Justine Kao and Desmond Ong

We made a website that takes in a user-submitted pun and provides ambiguity and distinctiveness ratings. Also highlights most likely focus words given each meaning.

CoCoLab Hackathon (July 1, 2015).

SampleMe

Andreas Stuhlmüller

An app that tracks how you’re feeling throughout the day, so that eventually you can correlate things that you do during the day with how you feel. It uses webppl.js to send notifications at random intervals.

Here’s the web interface to the SampleMe app! You can also install the corresponding app on your smartphone.
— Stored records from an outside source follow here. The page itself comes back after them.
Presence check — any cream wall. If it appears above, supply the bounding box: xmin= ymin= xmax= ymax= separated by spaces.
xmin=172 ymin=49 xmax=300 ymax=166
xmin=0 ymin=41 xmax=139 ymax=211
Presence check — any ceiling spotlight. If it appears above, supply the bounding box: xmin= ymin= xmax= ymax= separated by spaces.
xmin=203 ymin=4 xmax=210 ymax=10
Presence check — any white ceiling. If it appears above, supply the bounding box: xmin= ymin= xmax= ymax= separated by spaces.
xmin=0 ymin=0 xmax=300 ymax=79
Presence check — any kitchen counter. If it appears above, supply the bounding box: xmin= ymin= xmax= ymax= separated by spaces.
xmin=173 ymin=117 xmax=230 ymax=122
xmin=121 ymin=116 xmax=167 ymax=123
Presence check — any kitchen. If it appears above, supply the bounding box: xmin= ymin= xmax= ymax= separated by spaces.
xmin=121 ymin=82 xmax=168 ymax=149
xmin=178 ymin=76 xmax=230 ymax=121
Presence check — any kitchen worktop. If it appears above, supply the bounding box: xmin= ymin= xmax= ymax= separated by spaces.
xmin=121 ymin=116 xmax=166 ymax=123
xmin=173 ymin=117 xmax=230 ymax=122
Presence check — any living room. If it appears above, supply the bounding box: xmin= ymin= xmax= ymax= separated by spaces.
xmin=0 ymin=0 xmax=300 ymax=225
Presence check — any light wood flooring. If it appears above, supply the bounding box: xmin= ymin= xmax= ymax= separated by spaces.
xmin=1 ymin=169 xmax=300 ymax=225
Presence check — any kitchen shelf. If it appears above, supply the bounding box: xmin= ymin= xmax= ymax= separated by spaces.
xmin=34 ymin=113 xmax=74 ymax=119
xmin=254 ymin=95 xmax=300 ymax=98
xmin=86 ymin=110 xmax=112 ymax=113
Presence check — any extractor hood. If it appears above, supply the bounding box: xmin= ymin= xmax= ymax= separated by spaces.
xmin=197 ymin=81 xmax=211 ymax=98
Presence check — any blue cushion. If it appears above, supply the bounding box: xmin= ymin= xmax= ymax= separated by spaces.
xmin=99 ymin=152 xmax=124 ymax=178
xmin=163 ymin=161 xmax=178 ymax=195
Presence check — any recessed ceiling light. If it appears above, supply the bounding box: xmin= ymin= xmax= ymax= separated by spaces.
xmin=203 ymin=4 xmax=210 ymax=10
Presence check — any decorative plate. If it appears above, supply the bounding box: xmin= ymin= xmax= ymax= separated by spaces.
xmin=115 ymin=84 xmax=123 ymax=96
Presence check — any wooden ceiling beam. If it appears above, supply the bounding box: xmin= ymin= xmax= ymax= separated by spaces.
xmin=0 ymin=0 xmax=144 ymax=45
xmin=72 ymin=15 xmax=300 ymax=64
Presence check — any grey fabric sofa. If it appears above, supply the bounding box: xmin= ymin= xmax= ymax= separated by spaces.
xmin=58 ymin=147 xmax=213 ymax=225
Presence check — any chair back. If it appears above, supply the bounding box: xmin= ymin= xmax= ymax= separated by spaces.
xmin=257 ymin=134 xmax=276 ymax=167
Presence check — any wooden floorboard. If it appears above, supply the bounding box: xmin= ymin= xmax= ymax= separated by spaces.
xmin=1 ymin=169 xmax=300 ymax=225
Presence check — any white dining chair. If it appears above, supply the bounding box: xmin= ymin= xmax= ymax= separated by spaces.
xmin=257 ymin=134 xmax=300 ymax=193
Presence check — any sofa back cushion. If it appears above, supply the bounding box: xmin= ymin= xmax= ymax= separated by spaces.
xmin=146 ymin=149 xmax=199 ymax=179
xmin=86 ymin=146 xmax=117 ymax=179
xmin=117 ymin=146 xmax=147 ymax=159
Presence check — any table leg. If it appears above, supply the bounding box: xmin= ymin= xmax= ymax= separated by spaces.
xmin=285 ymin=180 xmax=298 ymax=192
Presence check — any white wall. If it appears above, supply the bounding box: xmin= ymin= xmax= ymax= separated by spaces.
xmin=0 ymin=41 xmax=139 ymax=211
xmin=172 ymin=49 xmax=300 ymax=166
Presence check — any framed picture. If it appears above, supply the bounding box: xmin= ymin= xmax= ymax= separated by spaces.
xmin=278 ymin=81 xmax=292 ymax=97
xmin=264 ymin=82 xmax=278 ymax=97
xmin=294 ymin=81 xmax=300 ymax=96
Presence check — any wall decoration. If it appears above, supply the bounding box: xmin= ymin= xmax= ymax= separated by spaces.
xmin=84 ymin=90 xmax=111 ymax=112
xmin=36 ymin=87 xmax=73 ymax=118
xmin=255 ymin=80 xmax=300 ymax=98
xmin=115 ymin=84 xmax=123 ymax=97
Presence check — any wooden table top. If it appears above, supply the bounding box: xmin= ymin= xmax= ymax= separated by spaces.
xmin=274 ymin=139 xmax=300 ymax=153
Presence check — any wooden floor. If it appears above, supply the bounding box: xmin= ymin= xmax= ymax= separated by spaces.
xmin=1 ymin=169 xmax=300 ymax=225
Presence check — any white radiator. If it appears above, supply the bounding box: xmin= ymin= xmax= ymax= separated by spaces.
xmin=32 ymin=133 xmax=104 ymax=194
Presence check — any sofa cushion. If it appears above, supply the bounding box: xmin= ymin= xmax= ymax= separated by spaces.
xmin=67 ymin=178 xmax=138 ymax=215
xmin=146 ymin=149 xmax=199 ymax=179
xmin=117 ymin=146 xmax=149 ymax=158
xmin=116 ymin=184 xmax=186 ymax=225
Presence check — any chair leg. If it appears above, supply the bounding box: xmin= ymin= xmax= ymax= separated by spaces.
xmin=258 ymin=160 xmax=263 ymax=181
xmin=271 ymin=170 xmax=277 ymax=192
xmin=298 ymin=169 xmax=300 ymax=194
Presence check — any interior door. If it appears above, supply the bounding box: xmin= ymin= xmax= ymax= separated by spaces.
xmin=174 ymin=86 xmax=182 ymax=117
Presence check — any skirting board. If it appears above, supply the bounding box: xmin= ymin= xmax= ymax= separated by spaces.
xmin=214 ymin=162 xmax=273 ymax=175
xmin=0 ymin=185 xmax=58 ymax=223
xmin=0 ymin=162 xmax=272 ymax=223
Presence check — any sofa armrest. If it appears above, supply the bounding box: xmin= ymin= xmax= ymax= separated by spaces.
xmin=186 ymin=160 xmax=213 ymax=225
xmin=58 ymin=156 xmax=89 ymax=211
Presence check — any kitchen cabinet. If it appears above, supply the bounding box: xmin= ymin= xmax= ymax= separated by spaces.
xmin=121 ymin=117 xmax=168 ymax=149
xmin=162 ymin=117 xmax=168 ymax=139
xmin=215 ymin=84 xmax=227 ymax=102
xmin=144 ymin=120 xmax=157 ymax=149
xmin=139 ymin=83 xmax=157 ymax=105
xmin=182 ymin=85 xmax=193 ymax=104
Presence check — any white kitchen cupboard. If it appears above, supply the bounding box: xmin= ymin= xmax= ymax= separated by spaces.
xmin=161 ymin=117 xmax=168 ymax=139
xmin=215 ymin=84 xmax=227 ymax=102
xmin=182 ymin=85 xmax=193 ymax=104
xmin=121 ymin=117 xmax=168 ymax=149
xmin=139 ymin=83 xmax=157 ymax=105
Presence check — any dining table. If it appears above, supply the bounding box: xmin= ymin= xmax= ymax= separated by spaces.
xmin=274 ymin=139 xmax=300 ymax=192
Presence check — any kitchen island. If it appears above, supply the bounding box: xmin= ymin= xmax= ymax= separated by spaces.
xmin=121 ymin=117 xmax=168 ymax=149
Future extensions could request more information from users so that the app itself can make inferences (also using WebPPL) about what things make you feel good, or at least track some of the things that might make you feel good.

Inference for SampleMe

Michael Henry Tessler and Noah Goodman

Examples of WebPPL inference to complement the SampleMe app.

One of the problems is: when to ping the user for another data point (e.g. when to ask “how are you feeling”, given some history of responses). To address this, MH wrote down a simple “change detection”” model, that infers when a change has occurred (or hasn’t occurred) from time-series data. From this, we can quantify uncertainty about future time points (e.g. if a change has occurred recently, we will be less uncertain about the value of the next time point than if we are still expecting a change to occur). Using the variance of the posterior predictive, we could conceivably decide when is a good future time to ask a question (e.g. when our uncertainty exceeds some threshold).

Even more models here.

Color-Me-Text

Greg Scontras, Justine Kao, and Desmond Ong

An app that takes text that users input and colors the words in the text according to the words’ valence, arousal, or concreteness. This interface allows users to see different dimensions of text and could be very interesting for visualizing features of different kinds of correspondances and poetry. It also helps to visualize how accurate different measures of affect and concreteness and where they deviate from intuitions.

Here’s the Color-Me-Text app! Put in your own text and try it out.

Future extensions could allow users to input their own csv files to capture other dimensions of meaning.

Repackaging WebPPL

Robert X.D. Hawkins

Make it so that it’s easy to write webPPL modules and manage dependencies with a package.json file. WebPPL pull request #133.

Improving visualizations in WebPPL

Erin Bennett

Plot ERPs with continuous support as binned histograms. Also, when items in the support are objects consisting of several different continuous values, plot marginals and scatterplots. Here’s the package so far and some examples.

Symbolic Regression in WebPPL

Daniel Ly

The “symbolic regression using probabilistic programming languages” hackathon project focused on inferring the structure and parameters of free form equations using the probabilistic programming language webppl. Representing equations as combinations of mathematical operators, modifications of mathematical expressions are proposed using probabilistic inference and scored based on its ability to fit a given dataset. Although symbolic regression inference is typically computed using an evolutionary computational algorithm, the purpose of this project was to develop a platform for evaluating the performance of probabilistic inference in this domain.

Streaming in WebPPL

Siddharth Narayanaswamy

The goal was to enable the use of streaming, where data is a continuously available and updating, to perform inference in an incremental fashion, producing answers when required. An example application would be with robots, where sensor information was a continuously available stream, and decisions (inference) would need to be made on demand. The framework nominally involves two kinds of use:

For the hackathon, the latter was implemented for MH. (the former was only partially implemented). Implementation involved the setting up of a streaming interface for data, and instrumenting MH to consume the data, produce results on the inference-so-far, and emit a continuation that could be used to resume the inference process when required.